September Dew

By: Steve Roark
Volunteer Interpreter, Cumberland Gap National Historical Park

September is noted for having heavy dews that bejewel cobwebs and soak your feet when walking through grass. The reason is that nights are getting longer, which allows the grass and other objects more time to drop below the dew point temperature and moisture in the air condenses on the cooled surface. Dew forms on vegetation more readily than other surfaces such as pavement because leaves and grass typically are thin and suspended in the air, causing them to cool more readily to reach dew point temperature.

Clear nights with still air are ideal conditions for dew, making it an excellent predictor of fair weather: “When dew is on the grass, rain will never come to pass”. Dew will not form during heavy cloud cover or much wind, both of which occur during foul weather. The heaviest dews occur when moist warm air moves in over surfaces already cold, such as when the weather suddenly changes after a cold spell. Dew becomes frost when the surface temperature of vegetation drops below 32 degrees.

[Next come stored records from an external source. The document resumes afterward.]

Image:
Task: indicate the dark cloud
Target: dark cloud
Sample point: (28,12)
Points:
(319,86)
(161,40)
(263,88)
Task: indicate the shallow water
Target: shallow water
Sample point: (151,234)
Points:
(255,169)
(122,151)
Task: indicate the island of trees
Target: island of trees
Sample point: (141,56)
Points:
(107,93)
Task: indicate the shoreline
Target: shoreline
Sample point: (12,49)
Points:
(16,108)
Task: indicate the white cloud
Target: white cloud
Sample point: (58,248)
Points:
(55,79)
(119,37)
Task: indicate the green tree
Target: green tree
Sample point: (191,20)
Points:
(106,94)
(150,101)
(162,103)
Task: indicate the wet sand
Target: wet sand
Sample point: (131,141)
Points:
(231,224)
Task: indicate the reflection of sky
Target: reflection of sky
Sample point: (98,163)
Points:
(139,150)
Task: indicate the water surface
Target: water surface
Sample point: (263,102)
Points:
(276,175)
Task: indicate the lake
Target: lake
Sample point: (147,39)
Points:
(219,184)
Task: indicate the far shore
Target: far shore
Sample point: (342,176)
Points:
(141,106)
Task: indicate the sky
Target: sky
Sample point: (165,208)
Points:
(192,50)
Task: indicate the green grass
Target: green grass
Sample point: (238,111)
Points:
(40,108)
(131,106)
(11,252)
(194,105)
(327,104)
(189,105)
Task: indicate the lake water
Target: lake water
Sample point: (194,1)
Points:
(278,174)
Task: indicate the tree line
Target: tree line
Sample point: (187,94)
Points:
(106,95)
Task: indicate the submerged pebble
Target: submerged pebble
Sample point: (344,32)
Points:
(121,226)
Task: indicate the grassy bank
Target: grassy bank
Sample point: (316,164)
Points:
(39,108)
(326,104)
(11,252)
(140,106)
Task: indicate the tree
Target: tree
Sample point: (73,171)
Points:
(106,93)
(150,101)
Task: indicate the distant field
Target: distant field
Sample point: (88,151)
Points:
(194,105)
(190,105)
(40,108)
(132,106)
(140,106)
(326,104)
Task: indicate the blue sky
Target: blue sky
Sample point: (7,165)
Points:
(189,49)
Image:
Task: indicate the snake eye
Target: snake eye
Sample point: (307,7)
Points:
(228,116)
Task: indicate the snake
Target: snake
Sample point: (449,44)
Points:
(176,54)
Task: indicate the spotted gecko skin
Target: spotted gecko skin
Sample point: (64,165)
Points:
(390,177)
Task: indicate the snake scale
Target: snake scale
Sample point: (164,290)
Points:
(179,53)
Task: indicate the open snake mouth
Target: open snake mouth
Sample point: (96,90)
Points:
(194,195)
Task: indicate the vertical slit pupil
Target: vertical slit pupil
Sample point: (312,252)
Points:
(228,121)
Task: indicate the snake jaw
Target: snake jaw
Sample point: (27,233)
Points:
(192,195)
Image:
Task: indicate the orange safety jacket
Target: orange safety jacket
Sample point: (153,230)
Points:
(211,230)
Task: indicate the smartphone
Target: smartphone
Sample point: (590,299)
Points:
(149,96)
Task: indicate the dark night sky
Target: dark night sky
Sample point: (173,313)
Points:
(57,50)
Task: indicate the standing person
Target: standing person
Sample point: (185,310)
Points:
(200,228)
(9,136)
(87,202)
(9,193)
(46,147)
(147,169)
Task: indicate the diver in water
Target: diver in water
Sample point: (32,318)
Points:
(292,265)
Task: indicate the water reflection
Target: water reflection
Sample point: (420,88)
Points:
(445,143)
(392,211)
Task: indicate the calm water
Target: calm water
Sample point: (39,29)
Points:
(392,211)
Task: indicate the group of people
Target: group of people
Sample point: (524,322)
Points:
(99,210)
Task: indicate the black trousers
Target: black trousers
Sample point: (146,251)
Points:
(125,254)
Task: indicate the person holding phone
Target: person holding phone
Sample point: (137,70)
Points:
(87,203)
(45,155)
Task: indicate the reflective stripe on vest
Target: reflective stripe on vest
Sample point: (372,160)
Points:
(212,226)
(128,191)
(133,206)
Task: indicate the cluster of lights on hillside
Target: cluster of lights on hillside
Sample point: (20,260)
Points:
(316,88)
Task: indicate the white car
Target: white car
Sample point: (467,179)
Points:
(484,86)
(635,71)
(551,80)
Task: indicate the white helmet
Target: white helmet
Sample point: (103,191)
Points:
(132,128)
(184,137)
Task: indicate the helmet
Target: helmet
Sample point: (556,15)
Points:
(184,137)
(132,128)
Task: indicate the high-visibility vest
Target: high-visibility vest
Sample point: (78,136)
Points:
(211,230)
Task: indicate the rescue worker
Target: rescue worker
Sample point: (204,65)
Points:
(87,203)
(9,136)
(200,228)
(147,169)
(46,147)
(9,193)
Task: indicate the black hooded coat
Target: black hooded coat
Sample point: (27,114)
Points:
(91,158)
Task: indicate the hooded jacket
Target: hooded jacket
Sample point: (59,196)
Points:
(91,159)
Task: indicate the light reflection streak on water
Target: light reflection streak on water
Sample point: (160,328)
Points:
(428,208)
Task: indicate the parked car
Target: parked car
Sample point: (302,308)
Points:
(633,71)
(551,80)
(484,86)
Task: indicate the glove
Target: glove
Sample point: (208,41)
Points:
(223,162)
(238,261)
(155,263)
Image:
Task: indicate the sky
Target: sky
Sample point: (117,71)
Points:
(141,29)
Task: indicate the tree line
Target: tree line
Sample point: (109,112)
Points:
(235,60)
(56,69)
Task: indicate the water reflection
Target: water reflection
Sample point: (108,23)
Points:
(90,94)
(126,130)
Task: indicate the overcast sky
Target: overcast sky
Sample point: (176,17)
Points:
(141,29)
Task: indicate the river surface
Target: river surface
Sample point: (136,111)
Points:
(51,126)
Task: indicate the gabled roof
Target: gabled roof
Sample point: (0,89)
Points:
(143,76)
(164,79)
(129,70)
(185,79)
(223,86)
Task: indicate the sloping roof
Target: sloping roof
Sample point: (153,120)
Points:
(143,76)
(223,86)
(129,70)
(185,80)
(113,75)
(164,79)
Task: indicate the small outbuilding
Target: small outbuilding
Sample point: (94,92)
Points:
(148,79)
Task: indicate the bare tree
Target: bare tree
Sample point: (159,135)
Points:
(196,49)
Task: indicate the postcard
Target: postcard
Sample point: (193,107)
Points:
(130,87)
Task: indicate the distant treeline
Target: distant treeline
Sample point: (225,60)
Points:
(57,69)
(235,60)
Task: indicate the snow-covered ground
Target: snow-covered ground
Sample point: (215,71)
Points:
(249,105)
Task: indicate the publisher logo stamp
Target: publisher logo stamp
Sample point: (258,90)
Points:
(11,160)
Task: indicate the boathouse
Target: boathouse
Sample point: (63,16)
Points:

It is interesting to note that condensation cannot occur without a surface to form on. Dew only forms when grass or some other cool surface is present. The tiny droplets that form clouds must also form on something, usually dust. For rain to occur the drops must grow large enough to reach the ground before evaporating. Most rain drops start their journey as snowflakes originating high in the frozen cloud tops of nimbostratus or cumulonimbus clouds. Way up there, cloud droplets freeze into tiny ice crystals, which collide with each other and grow into snowflakes, which when heavy enough will fall and melt as they pass through the warmer cloud layers. If they are large enough to keep falling, they will collide with and gather up more cloud droplets, and when they reach 1/25th of an inch in diameter they will be able to make it to the ground before evaporating and fall as rain.

Because of their resistance to the air, falling raindrops are not tear-shaped like cartoonists like to draw, but resemble small hamburger buns. The largest raindrops are around ¼ inch in diameter and fall at a speed of 26 feet per second. The occasional really large raindrops were likely hailstones or large snowflakes that have melted just before reaching the ground.